Um den Wildwuchs bei den Anbietern von Gesundheitsvideos einzudämmen, hat YouTube im vergangenen Jahr mit YouTube Health ein neues Label eingeführt, das den Nutzern der Plattform anzeigen soll, welche Angebote vertrauenswürdig sind. Um diese Kennzeichnung auf YouTube zu erhalten, müssen Ärzte als Anbieter von Gesundheitsinformationen einen Antrag auf Zertifizierung ihres YouTube-Kanals stellen. Die Überprüfung erfolge auf der Grundlage international anerkannter Leitlinien, teilte das Unternehmen mit. Suchen Nutzer auf YouTube nach Medizininformationen, würden ihnen die unter YouTube Health zertifizierten Ergebnisse bevorzugt angezeigt.

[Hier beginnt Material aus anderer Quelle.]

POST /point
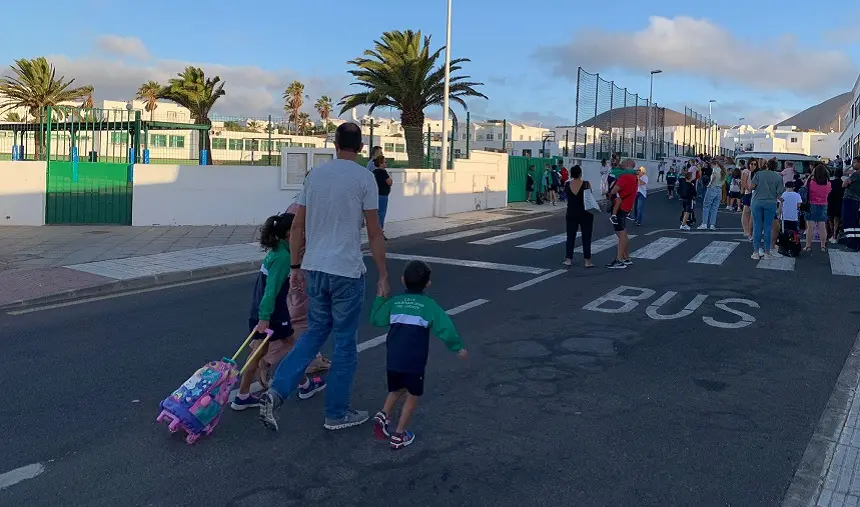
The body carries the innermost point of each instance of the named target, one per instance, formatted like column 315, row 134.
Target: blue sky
column 766, row 65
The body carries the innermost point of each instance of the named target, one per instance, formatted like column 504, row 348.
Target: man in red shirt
column 626, row 187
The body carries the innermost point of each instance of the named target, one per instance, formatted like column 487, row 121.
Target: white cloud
column 698, row 48
column 117, row 45
column 252, row 91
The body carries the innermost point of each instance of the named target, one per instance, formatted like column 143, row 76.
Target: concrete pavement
column 670, row 383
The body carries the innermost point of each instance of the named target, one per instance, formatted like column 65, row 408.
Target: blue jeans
column 334, row 307
column 640, row 207
column 383, row 209
column 762, row 215
column 710, row 206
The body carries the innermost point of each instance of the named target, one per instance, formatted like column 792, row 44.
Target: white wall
column 207, row 195
column 22, row 193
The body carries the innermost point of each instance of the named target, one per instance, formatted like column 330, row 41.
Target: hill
column 824, row 116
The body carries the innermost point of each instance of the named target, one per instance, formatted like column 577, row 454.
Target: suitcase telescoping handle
column 256, row 354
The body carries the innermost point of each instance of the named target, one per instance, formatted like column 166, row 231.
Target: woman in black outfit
column 577, row 216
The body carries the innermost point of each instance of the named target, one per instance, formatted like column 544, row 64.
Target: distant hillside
column 824, row 116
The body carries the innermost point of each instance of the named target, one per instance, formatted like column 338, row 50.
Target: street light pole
column 443, row 163
column 650, row 108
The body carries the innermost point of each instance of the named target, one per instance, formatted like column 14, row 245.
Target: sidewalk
column 42, row 265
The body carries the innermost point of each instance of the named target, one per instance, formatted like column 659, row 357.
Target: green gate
column 88, row 193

Zudem findet sich unter dem jeweiligen Beitrag der Hinweis darauf, dass dieser von einem approbierten Arzt oder von einem anderen medizinischen Fachberuf stammt. Wenn allerdings von YouTube gerade bei Präsentation des neuen Health-Labels die selbsternannten Schmerzspezialisten Liebscher & Bracht, die in der Fachöffentlichkeit sehr kritisch bewertet werden, als eine dort vorzufindende vertrauenswürdige Gesundheitsquelle beispielhaft genannt werden, kommen Zweifel auf, ob es mit der Qualitätssicherung in diesem Bereich wirklich so gut aussieht, wie behauptet wird. Hier scheint doch eher das Bestreben von YouTube im Vordergrund zu stehen, mehr Besucher auf ihre Plattform zu ziehen und so die Werbeeinnahmen in die Höhe zu treiben.  
 

Medical Influencer

„Im Gegensatz zu anderen Formen der wissenschaftlichen Diskussion gibt es bei dieser Form der Kommunikation regelhaft keinen fachlichen Review. Dies führt zu einer vergrößerten Verantwortung, wissenschaftliche Zusammenhänge auch korrekt darzustellen und nicht für eine Meinungsbildung (sei es auch für einen guten Zweck, eine sozial erwünschte Haltung) zu verkürzen oder kritische Aspekte und offene Fragen wegzulassen. …
Bei vielen Plattformen besteht das Problem, dass nicht immer klar ist, welchen Hintergrund der Vortragende hat und ob Interessenkonflikte vorliegen. Der ärztliche Beruf sollte in keinem Fall im Sinne von Produktwerbung kommerzialisiert werden. Nur so kann es langfristig gelingen, das hohe Vertrauensniveau in den medizinischen Berufsstand auch in den sozialen Medien zu halten.“

Quelle: Handreichung der Bundesärztekammer – Ärztinnen und Ärzte in sozialen Medien (www.bundesaerztekammer.de/fileadmin/user_upload/BAEK/Themen/Digitalisierung/2023-01-19_Handreichung_Aerzte_in_sozialen_Medien.pdf).